I began working on Home 1996 - 2008 in 2004 (I moved into 1256 Leavenworth in 1996). I had purchased some vintage curtains and I started cutting out the designs and pinning them on the wall. The first rooms that I worked on were the bathrooms and over time the project continued to grow and include almost every room and surface.

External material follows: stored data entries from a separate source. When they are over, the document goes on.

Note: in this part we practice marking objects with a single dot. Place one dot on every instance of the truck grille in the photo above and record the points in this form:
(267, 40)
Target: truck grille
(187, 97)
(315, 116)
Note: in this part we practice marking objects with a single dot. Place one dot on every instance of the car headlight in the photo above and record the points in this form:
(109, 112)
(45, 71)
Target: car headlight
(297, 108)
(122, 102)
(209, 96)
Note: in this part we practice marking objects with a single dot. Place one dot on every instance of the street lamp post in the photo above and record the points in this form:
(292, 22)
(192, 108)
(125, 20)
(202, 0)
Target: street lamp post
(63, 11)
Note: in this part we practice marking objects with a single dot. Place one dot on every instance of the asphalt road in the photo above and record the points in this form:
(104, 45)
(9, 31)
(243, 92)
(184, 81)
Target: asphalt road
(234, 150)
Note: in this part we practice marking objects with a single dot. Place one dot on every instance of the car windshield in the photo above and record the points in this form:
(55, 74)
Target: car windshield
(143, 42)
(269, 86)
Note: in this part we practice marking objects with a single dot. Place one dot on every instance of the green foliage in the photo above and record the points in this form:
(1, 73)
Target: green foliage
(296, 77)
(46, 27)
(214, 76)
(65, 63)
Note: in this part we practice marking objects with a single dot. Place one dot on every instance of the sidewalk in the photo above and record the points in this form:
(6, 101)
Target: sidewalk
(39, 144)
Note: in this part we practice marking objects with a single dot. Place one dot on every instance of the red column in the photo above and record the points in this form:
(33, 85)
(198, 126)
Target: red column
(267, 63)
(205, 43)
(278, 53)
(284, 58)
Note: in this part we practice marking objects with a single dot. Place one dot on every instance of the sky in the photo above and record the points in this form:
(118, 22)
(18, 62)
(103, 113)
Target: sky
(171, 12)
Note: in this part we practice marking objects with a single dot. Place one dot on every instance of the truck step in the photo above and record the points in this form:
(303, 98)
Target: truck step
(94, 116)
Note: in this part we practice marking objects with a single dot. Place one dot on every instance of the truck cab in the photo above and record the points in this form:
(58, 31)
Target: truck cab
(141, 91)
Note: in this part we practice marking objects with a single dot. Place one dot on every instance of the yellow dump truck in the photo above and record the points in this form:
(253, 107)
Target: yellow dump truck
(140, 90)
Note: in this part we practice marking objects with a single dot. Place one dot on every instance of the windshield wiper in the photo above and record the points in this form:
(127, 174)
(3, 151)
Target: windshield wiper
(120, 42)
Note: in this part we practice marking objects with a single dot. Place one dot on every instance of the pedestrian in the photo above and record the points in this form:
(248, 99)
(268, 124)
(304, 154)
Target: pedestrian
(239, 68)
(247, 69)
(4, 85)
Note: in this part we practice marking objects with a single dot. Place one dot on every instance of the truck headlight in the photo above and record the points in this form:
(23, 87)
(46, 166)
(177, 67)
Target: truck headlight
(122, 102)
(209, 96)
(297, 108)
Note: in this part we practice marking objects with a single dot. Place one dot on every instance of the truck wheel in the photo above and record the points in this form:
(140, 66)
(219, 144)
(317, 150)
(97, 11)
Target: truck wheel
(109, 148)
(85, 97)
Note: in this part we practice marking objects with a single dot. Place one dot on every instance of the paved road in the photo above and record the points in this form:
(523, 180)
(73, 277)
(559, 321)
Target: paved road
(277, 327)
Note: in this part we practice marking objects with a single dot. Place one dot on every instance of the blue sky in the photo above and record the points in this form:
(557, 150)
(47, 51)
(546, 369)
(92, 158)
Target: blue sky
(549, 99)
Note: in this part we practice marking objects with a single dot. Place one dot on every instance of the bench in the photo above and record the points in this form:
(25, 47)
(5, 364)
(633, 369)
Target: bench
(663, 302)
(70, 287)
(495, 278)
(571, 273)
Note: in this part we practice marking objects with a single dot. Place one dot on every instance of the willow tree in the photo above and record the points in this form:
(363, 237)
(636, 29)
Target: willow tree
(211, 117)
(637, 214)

HOME 1996-2008 OPENING, EXHIBITION, & EVENTS
In November 2008, I officially opened Home to the public for 4 weeks. The installation was open 1:00-5:00pm Wed-Fri each week. The month also included a series of events and digital projections: 1) Eliza Barrios curated a series of video works that were projected nightly onto a window scrim that was best viewed from across the street; 2) I hosted 2 dinner salons that engaged participants in discussions of home, environment, global forces that have reshaped how interior space is viewed, and contemporary trends in exhibiting and experiencing art; and 3) I invited 3 artists - Gordon Winiemko, Lise Swenson, and Maw Shein Win - to each host an evening of work related to the context of the project.
HOME 1996-2008 Bedroom
HOME 1996-2008 INSPIRATION
Home 1996 – 2008 referenced and borrowed ideas from artists such as Dadaist Kurt Schwitters, who erected the Merzbau, a real-life expressionistic interior, in his studio in Hanover, Germany; feminists Judy Chicago and Miriam Schapiro, who spearheaded Womanhouse - a series of fantasy environments exploring the various personal meanings and gender construction of domestic space; and conceptualist David Ireland, whose work “has a visual presence that makes it seem like part of a usual, everyday situation;” architects and designers such as Verner Panton, who created floor-to-ceiling and back-down-the-walls-to-the-floor, psychedelic interiors in the sixties and seventies, César Manrique, who designed Star Trek-like party spaces; and communities of West Africa, where each year after harvest, women gather to restore and paint their mud dwellings which are washed away by rain every year.